Samstag, 18. Oktober 2008

Das Unheil der Romantik

Ein Pamphlet gegen übersteigerte Sexualerwartungen

Neulich kam es zu Koalitionsverhandlungen in meinem zum Wirten outgesourcten Wohnzimmer:

„Warum ist das mit uns nichts worden?“
„Weilst völlig unromantisch bist.“
„I bin ned unromantisch! Bist deppert!?“

Nach einem kurzen Schnapp nach Luft brach ein homerisches Gelächter aus beider Kehlen hervor. Zwar blieb ich an jenem Abend in Opposition. Seither aber fühle ich das Sterben meiner Sucht nach Romantik.

Ich bitte von Blumenspenden abzusehen. Gute Gründe gibt es nämlich, das Ende der allgemein-amourösen Verklärung zu begrüßen. Nicht weil Biedermeier oder Realismus so viel besser wären. Ein bisschen schade, aber wahr: Bestürmte und drängte heute einer die Dame seines Herzens so wie einst Werther, würde sie ihn wegen Stalkings anzeigen.

Ich spreche vom Segen gesenkter Liebeserwartungen. Wir sind alle Opfer der Romantik-Pest, mit der uns der als Traumfabrik getarnte amerikanische Kulturimperialismus infiziert hat. Genormte Vorschriftskörper wandeln durch die Schmonzetten, sind ein wenig einsam, leiden ein wenig, dann wird geküsst, Musik erklingt und vor dem ersten Zwist über das Stehpinkeln ist der kitschige Spuk schon wieder vorüber.

Gerade junge Menschen mit weiblichen Geschlechtsteilen sind leichte Beute des Kitsches. Mit fatalen Folgen für die Geburtenraten. Sie verweigern die Reproduktion, weil im echten Leben dabei keine Musik erklingt und dem anderen der Bierbauch über den Gürtel wallt. Deswegen kann es nur heißen: Entweder stirbt die Romantik oder wir!

Liebesmails, die mich vom Gegenteil überzeugen mögen, an:
meindldominika@yahoo.de

Samstag, 4. Oktober 2008

Sinnkrisen im Saustall

Beleidigte Fluchten ins Proletariat sind auch keine Lösung

„Was machst du gerade?“
„Abkratzen.“
„So schlimm?“
„Nein, Tapeten! Du, ich kann nicht lange reden, ich muss nachher den Saustall ausräumen.“

So ging ein jüngst selbst belauschtes Telefonat zwischen einem Hobbydichter und einer Berufstexterin. Letztere imaginieren Sie sich bitte in einem nagelneuen Blaumann steckend, der eher eine Scheinschwangerschaft vermittelt als eine professionelle Arbeitseinstellung.

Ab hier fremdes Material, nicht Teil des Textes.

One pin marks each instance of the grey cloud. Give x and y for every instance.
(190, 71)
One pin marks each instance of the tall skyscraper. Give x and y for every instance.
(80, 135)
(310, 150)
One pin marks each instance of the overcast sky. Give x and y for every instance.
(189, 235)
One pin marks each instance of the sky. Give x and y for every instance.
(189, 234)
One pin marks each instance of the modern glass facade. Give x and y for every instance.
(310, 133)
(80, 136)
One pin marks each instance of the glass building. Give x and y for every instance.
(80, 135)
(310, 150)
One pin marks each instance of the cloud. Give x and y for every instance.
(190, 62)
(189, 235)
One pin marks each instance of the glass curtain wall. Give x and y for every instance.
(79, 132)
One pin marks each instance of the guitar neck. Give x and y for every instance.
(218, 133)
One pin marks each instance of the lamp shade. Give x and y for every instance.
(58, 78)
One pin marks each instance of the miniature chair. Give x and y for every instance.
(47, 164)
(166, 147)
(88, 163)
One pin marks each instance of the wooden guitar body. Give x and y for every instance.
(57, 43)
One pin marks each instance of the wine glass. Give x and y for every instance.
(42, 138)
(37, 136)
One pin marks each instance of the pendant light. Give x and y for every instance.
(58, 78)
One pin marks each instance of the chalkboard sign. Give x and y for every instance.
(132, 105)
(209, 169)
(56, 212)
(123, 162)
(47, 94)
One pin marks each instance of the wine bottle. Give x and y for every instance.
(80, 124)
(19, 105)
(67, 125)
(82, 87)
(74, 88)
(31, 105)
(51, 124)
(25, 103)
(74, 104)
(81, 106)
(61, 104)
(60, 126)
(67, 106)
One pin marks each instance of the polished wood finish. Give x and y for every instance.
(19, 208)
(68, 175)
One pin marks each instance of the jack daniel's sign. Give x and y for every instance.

Couture aus dem Lagerhaus? Nicht nur modisch muss ich hier die Peitsche des Tadels schnalzen lassen. Sie klatscht all jenen Intellektuellen auf den breitgesessenen Hintern, die es nicht gebacken kriegen, dass ihr berufliches Wirken die Welt um keinen Deut verbessert hat. „Ich schreib’ mir die Finger wund, und das Volk verwählt sich schon wieder!“ heulen sie.

Beleidigt suchen sie Trost und Sinn in ehrlicher Hände Arbeit. Ihre Hände sind aber nicht ehrlich. Sie missbrauchen die physische Arbeit. Wenn sie wehrlose Mostbirnbäume umhacken und Bauernhöfe dekonstruieren, dann ist das nichts anderes als Angeberei. Der Eifer gerinnt zur Pose, der Fleiß zur Anbiederung an das zuvor geschmähte Proletariat.

Liebe Gscheitln und Stadtmäuse, lasst euch nicht vom Saustall im eigenen Leben in einen realen Schweinekoben führen. Zieht den Blaumann wieder aus. Schon Brecht machte sich mit seinen maßgeschneiderten Arbeiterkleidern lächerlich, das müsst ihr nicht wiederholen. Geht zurück zu euren Computern und schreibt dem Volk Kolumnen, in denen ihr es in klaren Worten für sein Wahlverhalten schimpft und tadelt.